Australia took its largest-ever winter team, including ten athletes and ten support staff, to Torino. One of these athletes, Emily Jansen, a below-knee amputee skier, was Australia’s first-ever female Winter Paralympic competitor, 46 years after Daphne Ceeney had become Australia’s first female athlete at the Summer Paralympic Games and 30 years after the first winter Paralympics. It was also the first time that a staff member of the Australian Paralympic Committee – CEO Darren Peters – served as the team’s Chef de Mission. It established a practice that has generally been continued.
Media coverage in Australia was the most extensive ever experienced for a winter Games, even though Melbourne was hosting the Commonwealth Games at the same time. The ABC had exclusive rights, along with ParalympicSport.TV, and telecast nightly, 30-minute, prime time highlights. Its comprehensive coverage was so impressive that it won the IPC 2007 Paralympic Media Award.

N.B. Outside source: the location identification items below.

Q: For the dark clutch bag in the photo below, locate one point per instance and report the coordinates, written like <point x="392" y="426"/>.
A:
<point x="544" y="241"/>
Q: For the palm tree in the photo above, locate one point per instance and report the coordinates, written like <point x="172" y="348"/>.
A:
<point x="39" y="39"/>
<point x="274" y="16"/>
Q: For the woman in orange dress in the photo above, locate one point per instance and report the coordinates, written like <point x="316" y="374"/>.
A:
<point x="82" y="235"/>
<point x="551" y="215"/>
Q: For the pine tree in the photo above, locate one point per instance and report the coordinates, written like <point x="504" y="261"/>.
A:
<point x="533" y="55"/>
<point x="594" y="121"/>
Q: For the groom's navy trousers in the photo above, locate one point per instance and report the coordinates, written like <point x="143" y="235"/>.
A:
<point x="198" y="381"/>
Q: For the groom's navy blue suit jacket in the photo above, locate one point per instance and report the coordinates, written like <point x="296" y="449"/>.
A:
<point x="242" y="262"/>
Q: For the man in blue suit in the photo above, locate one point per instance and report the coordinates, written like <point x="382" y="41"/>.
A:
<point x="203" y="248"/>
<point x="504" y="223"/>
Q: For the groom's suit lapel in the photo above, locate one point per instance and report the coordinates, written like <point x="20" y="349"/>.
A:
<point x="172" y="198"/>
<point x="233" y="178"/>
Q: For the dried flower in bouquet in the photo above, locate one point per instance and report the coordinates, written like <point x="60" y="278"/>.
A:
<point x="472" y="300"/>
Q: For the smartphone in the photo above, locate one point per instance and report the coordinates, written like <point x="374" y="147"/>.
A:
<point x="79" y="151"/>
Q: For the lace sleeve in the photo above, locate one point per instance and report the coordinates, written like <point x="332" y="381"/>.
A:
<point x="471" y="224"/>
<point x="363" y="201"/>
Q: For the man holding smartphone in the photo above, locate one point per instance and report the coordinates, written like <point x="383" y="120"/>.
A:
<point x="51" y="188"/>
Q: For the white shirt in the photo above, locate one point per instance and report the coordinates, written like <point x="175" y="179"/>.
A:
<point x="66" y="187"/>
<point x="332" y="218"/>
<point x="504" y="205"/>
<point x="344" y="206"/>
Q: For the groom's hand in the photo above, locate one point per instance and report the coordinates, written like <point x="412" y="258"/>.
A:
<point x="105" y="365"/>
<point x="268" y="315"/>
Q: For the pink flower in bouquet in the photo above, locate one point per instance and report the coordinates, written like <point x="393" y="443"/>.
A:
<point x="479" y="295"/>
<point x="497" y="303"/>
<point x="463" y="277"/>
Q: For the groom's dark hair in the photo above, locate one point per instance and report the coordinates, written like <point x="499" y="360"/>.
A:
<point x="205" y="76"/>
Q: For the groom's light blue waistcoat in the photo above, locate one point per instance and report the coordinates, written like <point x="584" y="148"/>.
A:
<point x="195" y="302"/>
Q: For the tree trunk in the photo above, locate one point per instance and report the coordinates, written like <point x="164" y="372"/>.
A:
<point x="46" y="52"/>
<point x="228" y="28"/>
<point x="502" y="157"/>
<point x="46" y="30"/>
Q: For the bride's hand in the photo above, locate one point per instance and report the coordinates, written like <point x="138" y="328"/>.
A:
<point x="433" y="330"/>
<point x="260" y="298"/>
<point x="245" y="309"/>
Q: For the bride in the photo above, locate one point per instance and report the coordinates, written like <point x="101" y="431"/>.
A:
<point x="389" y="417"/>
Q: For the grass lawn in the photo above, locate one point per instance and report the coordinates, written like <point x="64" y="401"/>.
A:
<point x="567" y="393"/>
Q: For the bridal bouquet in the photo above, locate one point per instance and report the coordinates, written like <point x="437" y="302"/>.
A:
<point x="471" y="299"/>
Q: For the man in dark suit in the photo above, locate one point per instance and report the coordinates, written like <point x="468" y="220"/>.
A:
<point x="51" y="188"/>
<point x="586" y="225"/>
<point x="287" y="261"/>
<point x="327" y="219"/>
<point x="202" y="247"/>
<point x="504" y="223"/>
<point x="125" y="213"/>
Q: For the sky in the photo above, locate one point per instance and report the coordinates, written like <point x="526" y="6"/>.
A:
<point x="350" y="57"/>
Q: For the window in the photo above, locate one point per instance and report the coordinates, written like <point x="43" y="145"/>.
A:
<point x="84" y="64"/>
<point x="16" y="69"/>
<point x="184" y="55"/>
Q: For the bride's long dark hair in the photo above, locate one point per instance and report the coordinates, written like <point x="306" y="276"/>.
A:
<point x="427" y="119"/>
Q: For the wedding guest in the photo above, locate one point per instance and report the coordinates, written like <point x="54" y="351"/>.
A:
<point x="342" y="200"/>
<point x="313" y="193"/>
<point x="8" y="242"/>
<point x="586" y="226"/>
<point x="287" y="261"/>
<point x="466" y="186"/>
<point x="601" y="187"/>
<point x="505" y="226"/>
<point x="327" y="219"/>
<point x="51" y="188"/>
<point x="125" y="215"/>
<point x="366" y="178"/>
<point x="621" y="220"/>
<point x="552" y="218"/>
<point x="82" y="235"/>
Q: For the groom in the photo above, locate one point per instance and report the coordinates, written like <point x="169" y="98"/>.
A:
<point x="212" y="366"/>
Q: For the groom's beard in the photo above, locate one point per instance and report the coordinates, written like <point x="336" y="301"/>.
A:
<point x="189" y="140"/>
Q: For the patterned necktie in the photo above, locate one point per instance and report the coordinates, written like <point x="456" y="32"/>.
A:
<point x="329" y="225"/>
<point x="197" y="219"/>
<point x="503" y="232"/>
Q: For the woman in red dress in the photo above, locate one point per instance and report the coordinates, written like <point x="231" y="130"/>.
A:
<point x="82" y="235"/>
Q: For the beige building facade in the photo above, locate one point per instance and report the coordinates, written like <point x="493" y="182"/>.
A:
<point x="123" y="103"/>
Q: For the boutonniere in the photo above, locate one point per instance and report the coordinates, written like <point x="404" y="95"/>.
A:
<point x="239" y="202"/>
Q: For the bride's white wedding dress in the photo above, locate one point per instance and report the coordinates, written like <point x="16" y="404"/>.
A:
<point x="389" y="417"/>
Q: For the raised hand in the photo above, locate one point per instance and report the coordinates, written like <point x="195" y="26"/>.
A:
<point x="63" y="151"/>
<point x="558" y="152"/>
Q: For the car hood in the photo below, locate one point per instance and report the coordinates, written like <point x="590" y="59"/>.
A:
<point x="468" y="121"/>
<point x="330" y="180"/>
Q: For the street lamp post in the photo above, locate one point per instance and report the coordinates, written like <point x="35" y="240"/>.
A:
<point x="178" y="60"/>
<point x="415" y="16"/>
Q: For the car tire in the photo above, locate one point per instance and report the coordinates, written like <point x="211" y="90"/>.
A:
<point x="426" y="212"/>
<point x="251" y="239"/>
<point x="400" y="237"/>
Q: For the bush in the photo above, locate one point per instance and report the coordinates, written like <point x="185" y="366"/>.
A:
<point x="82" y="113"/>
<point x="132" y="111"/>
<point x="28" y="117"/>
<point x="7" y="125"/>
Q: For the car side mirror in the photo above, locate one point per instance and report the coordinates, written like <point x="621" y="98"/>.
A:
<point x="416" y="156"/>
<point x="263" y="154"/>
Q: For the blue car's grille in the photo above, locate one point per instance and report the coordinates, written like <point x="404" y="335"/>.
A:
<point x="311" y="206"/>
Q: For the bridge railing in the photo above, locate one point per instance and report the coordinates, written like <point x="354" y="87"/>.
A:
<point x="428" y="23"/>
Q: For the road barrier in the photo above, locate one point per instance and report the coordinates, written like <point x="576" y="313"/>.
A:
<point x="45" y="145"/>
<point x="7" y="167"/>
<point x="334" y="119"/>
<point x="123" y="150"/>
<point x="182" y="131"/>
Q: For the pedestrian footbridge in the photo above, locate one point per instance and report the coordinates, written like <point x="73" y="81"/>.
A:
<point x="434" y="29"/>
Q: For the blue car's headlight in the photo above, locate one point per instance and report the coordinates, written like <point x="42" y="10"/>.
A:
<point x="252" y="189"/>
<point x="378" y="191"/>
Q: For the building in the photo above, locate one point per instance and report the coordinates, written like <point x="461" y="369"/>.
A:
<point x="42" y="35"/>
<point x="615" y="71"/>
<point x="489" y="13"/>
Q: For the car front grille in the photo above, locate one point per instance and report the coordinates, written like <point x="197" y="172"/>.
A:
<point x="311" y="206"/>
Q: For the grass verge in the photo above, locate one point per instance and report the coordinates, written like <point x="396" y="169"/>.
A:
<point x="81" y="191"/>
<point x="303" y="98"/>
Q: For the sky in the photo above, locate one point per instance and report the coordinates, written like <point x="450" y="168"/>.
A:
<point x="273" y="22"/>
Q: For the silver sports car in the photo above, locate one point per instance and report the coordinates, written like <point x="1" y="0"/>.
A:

Australia was represented by 10 athletes, the country’s largest-ever Winter Paralympic Games team to that time. These athletes competed in three sports: Alpine Skiing, Biathlon, and Cross-Country Skiing. Prior to the games, the Australian Paralympic Committee set a target of two medals, down from the seven that had been won in Salt Lake City in 2002. This was due to the retirement of three-time medallist Bart Bunting, as well as changes made to the medal event structure in alpine skiing, which reduced the number of classes from 13 to 3. Australia met its medal target with a silver and a bronze medal, won by leg amputee skiers Michael Milton and Toby Kane, respectively and finished 8th on the alpine skiing medal table and equal 13th on the overall medal tally.